Opposites Converge
Over this past week, I’ve had the chance to do some further work on my draft conference paper for the upcoming conference on eschatology, organised by the University of Notre Dame Australia.
In another post, I wrote about how the theme of the messianic - as laid out by Marxists as well as in Judaism - could be a useful inroad to make sense of the experience of loss. In this context, two points were particularly helpful there. The first was Theodor Adorno’s concept of the messianic as a “standpoint of redemption”, a perspective within which the fragmented pieces of our history cohere. The second was Giorgio Agamben’s idea of the messianic as the tension between the opposing poles of beginning and the end. The carry over from this to our experience of loss is that, from the standpoint of the messianic, we who have lost can also come to take back that which was lost.
What became apparent as the research progressed was that the tension Agamben observed between beginning and end actually fell short of the resolution sought for.
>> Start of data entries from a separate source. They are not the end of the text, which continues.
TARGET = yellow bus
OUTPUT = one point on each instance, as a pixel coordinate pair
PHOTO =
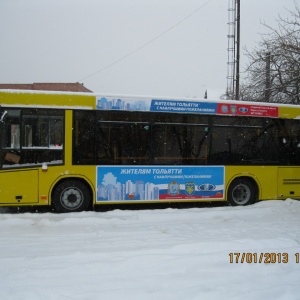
(75, 151)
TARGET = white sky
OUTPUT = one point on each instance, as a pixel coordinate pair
(68, 40)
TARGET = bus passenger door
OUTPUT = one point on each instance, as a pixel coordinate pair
(288, 182)
(19, 187)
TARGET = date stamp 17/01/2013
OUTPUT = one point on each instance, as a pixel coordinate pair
(262, 258)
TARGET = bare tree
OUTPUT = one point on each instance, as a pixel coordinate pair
(273, 72)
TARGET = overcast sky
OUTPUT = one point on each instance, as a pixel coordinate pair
(125, 46)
Metaphysically, there was a gap between the two opposite poles (which should not surprise us given the fully immanent frame the Marxist notion of the messianic presumed). However, so long as that gap persisted between the opposites, a full and proper redemption is not possible. Indeed, even Theodor Adorno, after extolling the standpoint of redemption, despaired at the possibility of this standpoint existing in the first place.
In overcoming this gap, I found a way forward in St Bonaventure’s notion of Christ as the “coincidence of opposites”, that is, the point of unity between two opposing poles which by right have no ability in themselves to unite. The reason for this, according to Bonaventure, is that the Logos overcomes the fully immanent frame of the Marxists. For Christ is the Word of the transcendent Father, who also incarnated into Jesus of Nazareth. While we say this so often, we often do not appreciate the implications of this in understanding who Christ is. Bonaventure addresses this oversight beautifully in a passage in his Journey of the Mind Towards God:
Christ, the Son of God, who is the image of the invisible God by nature [is]...the first and the last, the highest and lowest, the circumference and the centre, the Alpha and Omega, the caused and the cause, the Creator and creature…
and elsewhere:
If you are amazed because the divine Being is both first and last, eternal and most present, utterly simply and the greatest or boundless, totally present everywhere and nowhere contained, most actual and never moved…supremely one and yet all inclusive, containing all things in himself…
…in him there is joined the first principle with the last, God with man, who was formed on the sixth day; the eternal is joined with temporal man, born of the Virgin in the fullness of time, the most simple with the most composite, the most actual with the one who suffered supremely and died, the most perfect and immense with the lowly, the supreme and all inclusive one with a composite individual distinct from others, that is, the man Jesus Christ.
In other words, because Christ is fully transcendent as well as fully immanent, he is able to hold within himself all opposing poles, uniting them into a single moment. This is what closes the metaphysical gap identified in the Marxist notion of the messianic, and paves the way for us to consider the experience of loss and its opposite, the recovery of that which was lost.